The factor that determines the relation between the holding and ordering costs is EOQ (Economic Order Quantity).

This indicator has the level of inventory at which the sum of ordering and carrying costs is minimal.

The ordering costs and carrying costs will be at the minimum at the EOQ level, and if the company orders more or less than this level, then it will incur more inventory.

Let’s calculate the carrying costs in the previous example:

First, we need to calculate the average inventory.

Average Inventory= (Beginning Inventory + purchase) / 2.

The company has no beginning Inventory, so the average inventory would be 1265/2= 632.5 units. The total carrying costs is 632.5 * 50= $31,625

Total inventory cost for a company at EOQ level is the ordering cost plus carrying cost or $32,000 + $31,625 = $63,625.


Shortage Costs

It is also known as stock-out costs, these costs are incurred when businesses become out of stock for whatever reason.
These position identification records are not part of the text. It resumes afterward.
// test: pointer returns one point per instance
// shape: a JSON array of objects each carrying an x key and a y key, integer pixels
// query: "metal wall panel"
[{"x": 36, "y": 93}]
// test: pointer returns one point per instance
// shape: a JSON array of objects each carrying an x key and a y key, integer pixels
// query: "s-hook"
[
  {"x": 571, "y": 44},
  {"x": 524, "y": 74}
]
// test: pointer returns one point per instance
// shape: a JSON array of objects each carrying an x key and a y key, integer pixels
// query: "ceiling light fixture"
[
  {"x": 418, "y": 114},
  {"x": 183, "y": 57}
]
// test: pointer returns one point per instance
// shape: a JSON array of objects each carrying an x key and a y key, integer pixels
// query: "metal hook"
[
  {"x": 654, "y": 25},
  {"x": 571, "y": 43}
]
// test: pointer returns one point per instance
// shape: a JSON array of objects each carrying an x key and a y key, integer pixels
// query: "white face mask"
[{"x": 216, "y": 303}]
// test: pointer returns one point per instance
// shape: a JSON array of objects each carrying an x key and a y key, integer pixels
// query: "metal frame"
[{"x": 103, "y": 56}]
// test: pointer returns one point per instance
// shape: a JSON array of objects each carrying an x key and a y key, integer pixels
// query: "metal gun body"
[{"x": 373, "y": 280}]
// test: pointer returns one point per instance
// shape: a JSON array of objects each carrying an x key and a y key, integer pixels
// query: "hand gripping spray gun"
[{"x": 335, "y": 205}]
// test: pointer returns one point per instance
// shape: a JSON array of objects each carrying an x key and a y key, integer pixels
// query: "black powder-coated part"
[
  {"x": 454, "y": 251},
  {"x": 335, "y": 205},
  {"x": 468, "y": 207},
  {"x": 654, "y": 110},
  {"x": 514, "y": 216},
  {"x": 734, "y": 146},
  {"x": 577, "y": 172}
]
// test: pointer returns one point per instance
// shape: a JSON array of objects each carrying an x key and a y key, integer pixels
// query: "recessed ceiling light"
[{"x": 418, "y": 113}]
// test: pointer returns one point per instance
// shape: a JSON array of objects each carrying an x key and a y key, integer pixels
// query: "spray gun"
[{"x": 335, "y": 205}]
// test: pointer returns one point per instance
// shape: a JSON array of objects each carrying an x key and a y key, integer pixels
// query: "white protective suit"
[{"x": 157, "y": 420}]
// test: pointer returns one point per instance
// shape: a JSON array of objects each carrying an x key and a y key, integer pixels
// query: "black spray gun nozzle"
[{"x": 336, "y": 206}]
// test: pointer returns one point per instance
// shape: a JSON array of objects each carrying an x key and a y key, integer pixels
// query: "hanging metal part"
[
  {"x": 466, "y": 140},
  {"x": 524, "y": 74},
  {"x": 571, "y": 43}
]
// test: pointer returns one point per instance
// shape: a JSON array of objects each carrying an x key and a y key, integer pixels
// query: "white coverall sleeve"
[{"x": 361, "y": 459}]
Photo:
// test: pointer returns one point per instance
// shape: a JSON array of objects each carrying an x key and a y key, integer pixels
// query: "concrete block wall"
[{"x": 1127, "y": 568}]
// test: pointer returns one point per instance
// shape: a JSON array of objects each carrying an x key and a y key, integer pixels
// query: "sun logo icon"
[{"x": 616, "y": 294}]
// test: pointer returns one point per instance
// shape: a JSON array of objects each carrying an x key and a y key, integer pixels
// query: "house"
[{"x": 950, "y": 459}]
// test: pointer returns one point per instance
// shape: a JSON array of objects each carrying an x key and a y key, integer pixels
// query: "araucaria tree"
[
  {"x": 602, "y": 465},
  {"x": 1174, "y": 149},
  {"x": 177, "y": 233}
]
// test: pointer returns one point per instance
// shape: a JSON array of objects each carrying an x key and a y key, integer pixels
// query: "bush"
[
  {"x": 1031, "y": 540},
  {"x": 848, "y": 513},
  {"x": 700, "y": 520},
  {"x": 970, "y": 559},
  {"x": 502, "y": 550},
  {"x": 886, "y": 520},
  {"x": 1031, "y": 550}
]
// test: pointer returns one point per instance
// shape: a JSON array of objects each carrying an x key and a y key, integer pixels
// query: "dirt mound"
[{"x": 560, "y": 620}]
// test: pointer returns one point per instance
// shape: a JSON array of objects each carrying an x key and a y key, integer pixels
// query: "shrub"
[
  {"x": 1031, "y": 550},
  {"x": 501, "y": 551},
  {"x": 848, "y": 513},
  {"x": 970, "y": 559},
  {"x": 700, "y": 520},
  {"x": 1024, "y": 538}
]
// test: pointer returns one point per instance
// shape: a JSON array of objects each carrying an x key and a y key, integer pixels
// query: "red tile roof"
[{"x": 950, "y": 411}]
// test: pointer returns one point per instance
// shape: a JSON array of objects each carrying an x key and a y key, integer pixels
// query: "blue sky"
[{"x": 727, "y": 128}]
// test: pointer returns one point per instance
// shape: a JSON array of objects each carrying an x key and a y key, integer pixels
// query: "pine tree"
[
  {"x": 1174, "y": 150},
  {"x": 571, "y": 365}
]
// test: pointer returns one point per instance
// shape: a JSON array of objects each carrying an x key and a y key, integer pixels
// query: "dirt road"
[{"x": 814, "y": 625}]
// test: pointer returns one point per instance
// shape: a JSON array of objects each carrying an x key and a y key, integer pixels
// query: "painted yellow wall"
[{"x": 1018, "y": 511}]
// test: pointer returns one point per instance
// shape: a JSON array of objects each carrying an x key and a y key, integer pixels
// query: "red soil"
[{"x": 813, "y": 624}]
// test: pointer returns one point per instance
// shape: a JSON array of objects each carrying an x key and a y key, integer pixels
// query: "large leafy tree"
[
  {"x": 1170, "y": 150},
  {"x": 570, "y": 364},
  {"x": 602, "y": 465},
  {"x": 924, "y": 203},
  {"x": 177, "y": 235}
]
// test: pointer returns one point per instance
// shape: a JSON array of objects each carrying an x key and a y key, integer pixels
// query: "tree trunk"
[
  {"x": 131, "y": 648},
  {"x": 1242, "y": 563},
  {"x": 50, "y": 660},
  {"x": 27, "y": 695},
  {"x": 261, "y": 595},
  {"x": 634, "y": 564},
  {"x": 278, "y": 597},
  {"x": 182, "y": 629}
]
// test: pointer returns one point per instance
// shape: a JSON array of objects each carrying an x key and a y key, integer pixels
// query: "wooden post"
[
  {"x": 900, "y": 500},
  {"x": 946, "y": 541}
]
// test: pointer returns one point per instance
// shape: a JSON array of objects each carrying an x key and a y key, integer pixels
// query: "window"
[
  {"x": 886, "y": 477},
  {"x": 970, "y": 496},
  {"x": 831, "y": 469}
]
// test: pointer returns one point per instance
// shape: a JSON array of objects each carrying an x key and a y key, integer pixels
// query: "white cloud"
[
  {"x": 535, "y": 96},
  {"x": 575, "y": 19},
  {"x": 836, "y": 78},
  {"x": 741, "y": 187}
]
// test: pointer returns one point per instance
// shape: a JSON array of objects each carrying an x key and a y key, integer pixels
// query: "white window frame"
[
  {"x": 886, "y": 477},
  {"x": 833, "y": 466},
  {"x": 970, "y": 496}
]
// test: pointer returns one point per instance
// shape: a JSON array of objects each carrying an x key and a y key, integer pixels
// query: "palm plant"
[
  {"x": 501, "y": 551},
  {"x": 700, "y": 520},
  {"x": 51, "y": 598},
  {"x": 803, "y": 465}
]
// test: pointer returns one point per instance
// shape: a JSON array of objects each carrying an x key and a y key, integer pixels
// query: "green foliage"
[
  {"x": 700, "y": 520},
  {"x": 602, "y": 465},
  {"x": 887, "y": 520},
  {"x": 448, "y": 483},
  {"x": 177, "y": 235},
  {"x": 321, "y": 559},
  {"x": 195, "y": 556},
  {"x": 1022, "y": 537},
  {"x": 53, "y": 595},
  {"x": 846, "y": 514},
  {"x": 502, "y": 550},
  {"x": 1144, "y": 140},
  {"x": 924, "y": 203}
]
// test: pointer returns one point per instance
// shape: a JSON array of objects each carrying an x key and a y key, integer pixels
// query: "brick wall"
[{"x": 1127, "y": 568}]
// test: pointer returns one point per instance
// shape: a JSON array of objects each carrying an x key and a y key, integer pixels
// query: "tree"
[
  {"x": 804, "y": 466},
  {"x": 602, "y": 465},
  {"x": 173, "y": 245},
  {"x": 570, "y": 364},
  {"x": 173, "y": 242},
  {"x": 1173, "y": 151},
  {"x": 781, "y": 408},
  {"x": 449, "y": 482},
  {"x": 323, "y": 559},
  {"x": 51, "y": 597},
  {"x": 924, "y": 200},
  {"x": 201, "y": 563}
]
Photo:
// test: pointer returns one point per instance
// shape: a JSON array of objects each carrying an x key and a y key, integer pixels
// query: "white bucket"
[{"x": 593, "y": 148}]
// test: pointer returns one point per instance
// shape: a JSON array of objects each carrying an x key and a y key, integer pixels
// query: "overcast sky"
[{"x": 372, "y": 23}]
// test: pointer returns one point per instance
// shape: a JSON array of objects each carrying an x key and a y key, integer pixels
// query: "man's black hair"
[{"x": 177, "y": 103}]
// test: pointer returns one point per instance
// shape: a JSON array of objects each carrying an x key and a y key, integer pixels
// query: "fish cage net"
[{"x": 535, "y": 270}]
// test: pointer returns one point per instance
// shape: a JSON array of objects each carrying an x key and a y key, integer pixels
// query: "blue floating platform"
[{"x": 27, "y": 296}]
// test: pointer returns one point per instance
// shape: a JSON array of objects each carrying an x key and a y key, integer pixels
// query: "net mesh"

It can include disrupted production costs, emergency shipment costs, customer loyalty and reputation, and change of suppliers with faster deliveries.


Importance Of Knowing Inventory Costs

Understanding and tracking the different types of inventory costs can help you to manage the inventory better and offer control of your business income, expenses, and cash flow.

See also Inventory costing methods.



Measuring the inventory costs is not an easy task, as the inventory is a significant portion of the total assets of an organization, if the costs of inventory are high, it can have a big impact on the company’s cash flow.

As a result, finding the right balance will help you determine more finely the costs of the items, and ensure boosting your business for long-term success.